Hello there,
This is my first post, although I've lurked for a while. I'm 2 months in to the final (3rd) year of my PhD and am meant to be starting to write up. My PhD is based on interviews and participant observation and I appear to have a massive amount of data that I'm finding difficult to consolidate, or even find what my focus is as I could write about ten different theses based on what I have collected (not boasting, just finding it difficult to know where to start!). The thing I'm struggling with is that I don't seem to be able to 'theorise' anything, just report what people have told me, and I'm not sure how to do it. Is it OK just to say, 'So-and-so says this, therefore X' or should I be looking to say, 'So-and-so says this, therefore Big Grand Theory of What It Means'? I'm feeling way out of my depth at the moment, and while I have excellent supervisors who bizarrely seem to think I can do it, I don't seem to have the wherewithal to know how to start writing or even what I should be trying to do.
Any suggestions welcome (please!)
Thanks.
Well, it's nice to know I'm not the only one (and I'm not that thick that I don't imagine many other PhD students to have similar problems!).

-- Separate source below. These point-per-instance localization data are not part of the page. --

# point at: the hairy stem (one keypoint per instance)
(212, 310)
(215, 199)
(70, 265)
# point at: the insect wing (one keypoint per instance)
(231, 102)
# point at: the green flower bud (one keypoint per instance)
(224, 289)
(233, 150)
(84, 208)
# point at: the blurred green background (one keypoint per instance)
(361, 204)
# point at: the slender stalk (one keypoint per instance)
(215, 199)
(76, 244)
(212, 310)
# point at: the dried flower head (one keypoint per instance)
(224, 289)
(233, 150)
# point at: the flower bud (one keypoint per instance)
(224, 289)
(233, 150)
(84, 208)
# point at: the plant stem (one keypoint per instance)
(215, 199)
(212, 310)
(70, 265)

I think I'm just going to write and hope something comes to me that sounds halfway intelligent. The thing that worries me is that the field I'm writing about is, bizarrely, lacking in previous research, therefore I feel like I'm trying to cover all bases as nothing (much) has been written before, therefore I feel like I'm trying to do everything, rather than focus on one small thing that hasn't been covered before. It feels like I've got a whole new unexplored ocean to cover, rather than a small beach!
Any suggestions most welcome!
Hi Em,
I don't think your experience is uncommon. At least, I know I feel something similar now I'm writing up. It seems to me that it is about developing the ability to (temporarily) put aside something you have done and say 'that is not going in my thesis'. It's really hard to do! Every time I meet with my sup lately I say 'what about this bit on x'? And he almost always responds 'brief footnote' or 'you don't have space for that'. It seems like throwing work away but actually it will make for a better thesis and you can use the other material in future publications and conference papers.

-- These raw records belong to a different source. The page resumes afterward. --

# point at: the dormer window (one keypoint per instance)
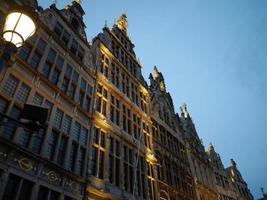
(58, 29)
(75, 23)
(66, 37)
(81, 53)
(74, 46)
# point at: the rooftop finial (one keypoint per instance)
(184, 111)
(79, 1)
(262, 191)
(122, 22)
(233, 162)
(210, 147)
(156, 72)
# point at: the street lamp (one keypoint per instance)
(18, 27)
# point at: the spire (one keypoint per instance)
(184, 111)
(210, 148)
(79, 1)
(233, 164)
(156, 72)
(122, 22)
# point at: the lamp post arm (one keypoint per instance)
(31, 125)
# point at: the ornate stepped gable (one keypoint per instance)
(72, 15)
(161, 100)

So, my advice would be that, painful as it is, you have to be incredibly specific and focus. You can't construct a big grand theory of everything. You can pay really close attention to one particular piece of data, bring that data into connection with one or two theoretical structures and draw some solid conclusions. Then repeat! I'm not in the same area as you but this is what I have ended up doing. i.e. My original idea was to talk about a whole collection of papers, then just one group, now an even smaller section of that group, in really close detail, bringing in conversation partners from the discipline to enable me to say interesting things about the papers. So I have no grand theory, but draw all the time on specific "data" and make fruitful engagements with theory, but not with all the theory that could possibly be considered relevant - just the bits I have selected as especially useful.
Hope this helps. (I'm not very good at it in practice so I know how tough it is).;-)

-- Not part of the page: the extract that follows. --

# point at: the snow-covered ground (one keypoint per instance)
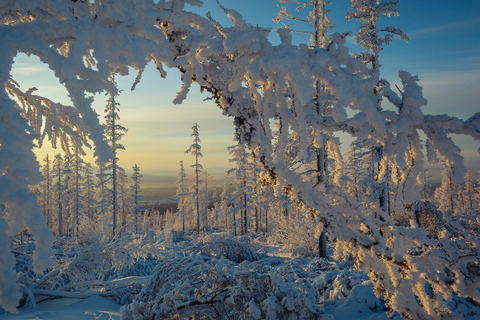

I don't have much research experience but when I faced a simpler situation I wrote everything down and then started summarising. I doubt that it was the correct approach but after a long struggle of cutting down I decided what was important and worth keeping. I do the common mistake of getting too attached with what I write and have trouble letting things go. I wonder what more experienced students think.
I've just been in contact with a friend of mine who has a PhD, who stated: 'Big Thoughts are rare, perhaps mythical. The work is the methodical carrying out of small and individually uncreative steps. You'll only see it for what it is when you can step back from it. In other words, in at least two years' time! "Carpet-straightening in the halls of knowledge". In my experience, perspective comes after completing the thesis, not before'
If that helps anyone . . .
I think you hit the nail on the head. There will be a lot of discarding of data in the finalised article but you'll have to do a lot of analysis to get to that point though. If it is a case of doing that, maybe the use of Pivot Tables in Excel may give you the overall general trends and then maybe a start.